Visualising the “100% urban” club in 2025
The bar chart below shows the reported urban population share for the Top 10 most urbanized countries and territories around 2025. All are effectively at 100% urbanization; the chart also includes a stylised bar for the world average to highlight the gap between these micro-urban economies and the global picture.
What the “100% club” tells us about metropolitan futures
The fact that a growing number of territories report effectively no rural population hints at what many larger countries may experience over the coming decades. Once a country becomes overwhelmingly urban, policy questions shift from managing rural–urban migration to issues such as:
- Metropolitan governance — coordinating housing, transport, climate adaptation and economic development across multiple municipalities within a single functional urban area.
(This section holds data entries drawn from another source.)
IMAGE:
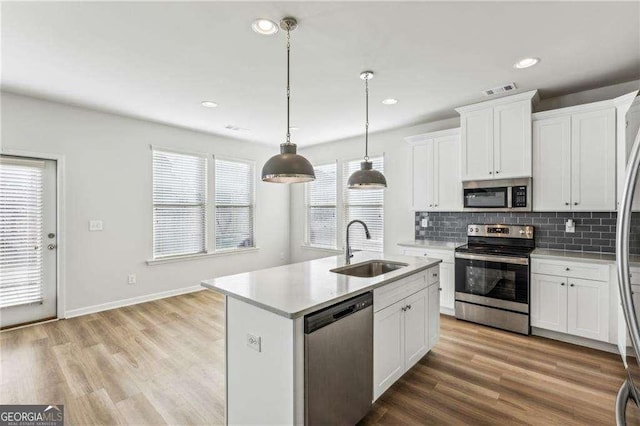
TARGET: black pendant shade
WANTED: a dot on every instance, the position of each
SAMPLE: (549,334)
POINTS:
(288,167)
(367,178)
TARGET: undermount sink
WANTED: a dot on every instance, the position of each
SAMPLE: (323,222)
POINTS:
(369,269)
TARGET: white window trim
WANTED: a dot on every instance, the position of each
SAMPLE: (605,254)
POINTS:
(210,210)
(211,214)
(307,211)
(340,206)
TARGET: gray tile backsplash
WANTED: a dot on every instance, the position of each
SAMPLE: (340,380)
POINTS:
(595,231)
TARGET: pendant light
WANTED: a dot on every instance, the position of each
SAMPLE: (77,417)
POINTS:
(288,166)
(367,177)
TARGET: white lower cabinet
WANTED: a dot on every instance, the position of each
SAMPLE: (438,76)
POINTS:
(405,327)
(447,275)
(566,304)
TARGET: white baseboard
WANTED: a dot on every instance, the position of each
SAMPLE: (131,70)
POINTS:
(132,301)
(575,340)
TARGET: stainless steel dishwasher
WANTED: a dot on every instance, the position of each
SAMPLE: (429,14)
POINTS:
(338,362)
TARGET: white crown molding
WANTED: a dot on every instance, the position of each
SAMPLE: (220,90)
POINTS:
(530,95)
(425,137)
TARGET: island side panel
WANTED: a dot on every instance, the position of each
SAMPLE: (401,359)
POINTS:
(261,385)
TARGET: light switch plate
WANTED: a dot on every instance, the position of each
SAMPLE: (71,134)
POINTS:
(254,342)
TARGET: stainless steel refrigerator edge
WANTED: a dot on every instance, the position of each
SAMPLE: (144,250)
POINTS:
(631,386)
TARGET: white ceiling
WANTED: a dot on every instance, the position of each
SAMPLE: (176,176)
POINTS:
(159,60)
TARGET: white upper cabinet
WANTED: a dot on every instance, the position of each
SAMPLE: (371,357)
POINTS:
(552,164)
(574,160)
(496,138)
(477,144)
(593,161)
(436,183)
(512,139)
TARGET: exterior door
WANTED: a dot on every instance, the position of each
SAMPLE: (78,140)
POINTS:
(28,287)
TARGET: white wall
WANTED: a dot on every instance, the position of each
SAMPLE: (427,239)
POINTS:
(108,177)
(398,218)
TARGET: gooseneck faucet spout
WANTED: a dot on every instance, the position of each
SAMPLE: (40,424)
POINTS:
(348,252)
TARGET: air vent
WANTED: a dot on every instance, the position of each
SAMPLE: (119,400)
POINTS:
(500,89)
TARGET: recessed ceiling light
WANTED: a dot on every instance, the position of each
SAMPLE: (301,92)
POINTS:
(264,26)
(526,63)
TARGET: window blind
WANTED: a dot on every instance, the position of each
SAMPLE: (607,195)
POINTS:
(21,216)
(321,196)
(366,205)
(234,182)
(179,203)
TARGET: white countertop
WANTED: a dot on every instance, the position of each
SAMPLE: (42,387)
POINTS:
(432,244)
(608,258)
(301,288)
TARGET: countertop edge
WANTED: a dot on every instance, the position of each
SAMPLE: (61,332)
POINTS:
(338,299)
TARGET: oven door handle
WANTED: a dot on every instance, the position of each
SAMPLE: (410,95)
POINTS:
(495,259)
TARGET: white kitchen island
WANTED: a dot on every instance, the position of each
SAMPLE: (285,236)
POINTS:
(265,312)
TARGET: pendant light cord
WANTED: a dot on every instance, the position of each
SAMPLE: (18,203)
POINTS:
(366,124)
(288,84)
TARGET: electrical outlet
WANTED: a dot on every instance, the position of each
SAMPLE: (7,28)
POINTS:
(254,342)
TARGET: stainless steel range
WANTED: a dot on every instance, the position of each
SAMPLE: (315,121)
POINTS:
(492,276)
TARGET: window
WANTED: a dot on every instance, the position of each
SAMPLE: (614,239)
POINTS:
(179,204)
(234,204)
(366,205)
(320,200)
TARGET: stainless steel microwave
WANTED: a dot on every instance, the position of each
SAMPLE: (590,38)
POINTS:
(498,195)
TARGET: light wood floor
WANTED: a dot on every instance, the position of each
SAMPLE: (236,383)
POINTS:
(162,363)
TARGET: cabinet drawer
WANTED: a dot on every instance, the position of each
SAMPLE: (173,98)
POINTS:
(445,256)
(398,290)
(587,271)
(433,275)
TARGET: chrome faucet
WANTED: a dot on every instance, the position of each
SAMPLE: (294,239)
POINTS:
(348,253)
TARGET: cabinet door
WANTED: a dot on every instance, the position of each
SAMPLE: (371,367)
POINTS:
(434,314)
(422,176)
(447,288)
(447,182)
(388,347)
(588,309)
(549,302)
(552,164)
(512,139)
(416,327)
(593,164)
(477,144)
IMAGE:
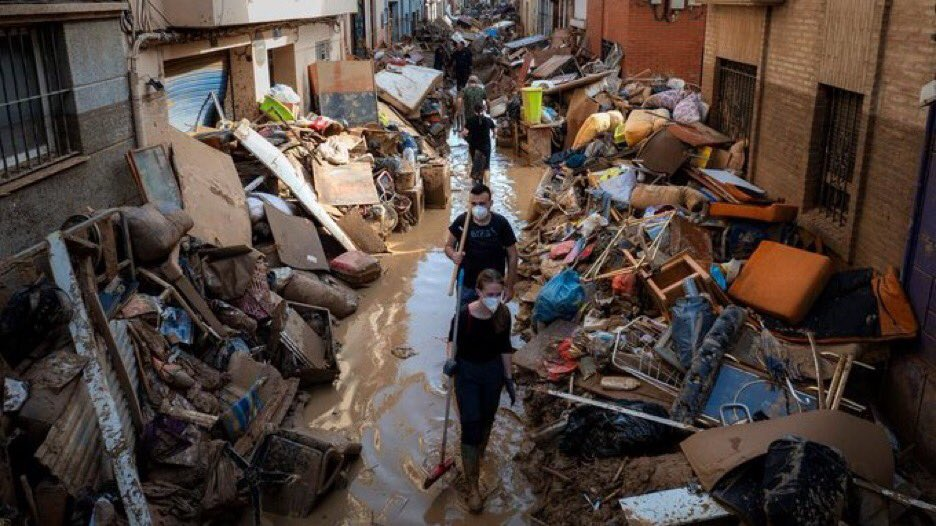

- Infill and vertical growth — redeveloping existing neighbourhoods, increasing density in transit corridors and re-using formerly industrial land.
- Resilience to shocks — designing compact, walkable cities that can withstand pandemics, energy shocks and extreme weather events.
For researchers and analysts, the Top 10 most urbanized countries in 2025 are therefore useful laboratories of full urbanization. They show how societies function when the rural share is effectively zero and how metropolitan areas can extend across national borders, creating cross-jurisdictional regions that challenge traditional notions of the “city”.